Never mind the silly plot of “The Zoo.”  It is full of clichés — disguised identities, class consciousness, virtue triumphing over silly mistakes.  It is actually quite amusing, especially when it can be brought to spirited life by the clever direction of Terry Kiss Frank (below). This is a “staged reading”, with discreet costumes and a reasonable amount of action from the soloists, while the chorus sings from scores, all to David Sytkowski’s piano accompaniment.

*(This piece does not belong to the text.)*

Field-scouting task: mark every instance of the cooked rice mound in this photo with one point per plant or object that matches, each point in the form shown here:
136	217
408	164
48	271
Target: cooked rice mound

While the chorus includes a lot of Savoyards veterans (below, in this summer’s production of “Utopia Limited), all five of the lead singers are bright younger and newer members of the troupe — with the exception of long-time John Hyland, bask as a sneering villain, Mr. Grinder. As the amorous but suicidal apothecary, Aesculapius Carboy, Josh Sanders displays a clear high tenor range and dramatic nuance.  Baritone Justin Wilder as Thomas Browne (really a peer in disguise, you know), shows real promise as an actor as well as singer. As his beloved, Eliza Smith, Molly Spivey is mellow-voiced and endearing. As Carboy’s beloved, Laetitia Grinder, Caitlin Miller musters a real powerhouse of a mezzo voice.

About to celebrate its own 50th anniversary, the Savoyards has joined forces with the Henry Vilas Zoo, to take part in its centennial celebration — with Terry’s husband Boris Frank representing the zoo itself.

Ideas about presenting the performances amid the appropriate zoo displays themselves proved impractical. Instead, the venue in the hall of the zoo’s Visitor Center turns out to be ideal. The room is modest enough so the audience is close to the performers, whose honed diction brings out the words with consistent clarity.

I attended the Saturday afternoon free performance at 3 p.m., and there was an overflow audience during a very busy day at the zoo in general. Another performance Saturday evening (with a $10 admission charge) will be followed by another free afternoon one today, Sunday, Aug. 21, at 3 p.m.

It is one of those little publicized summer events that is really very much worth catching.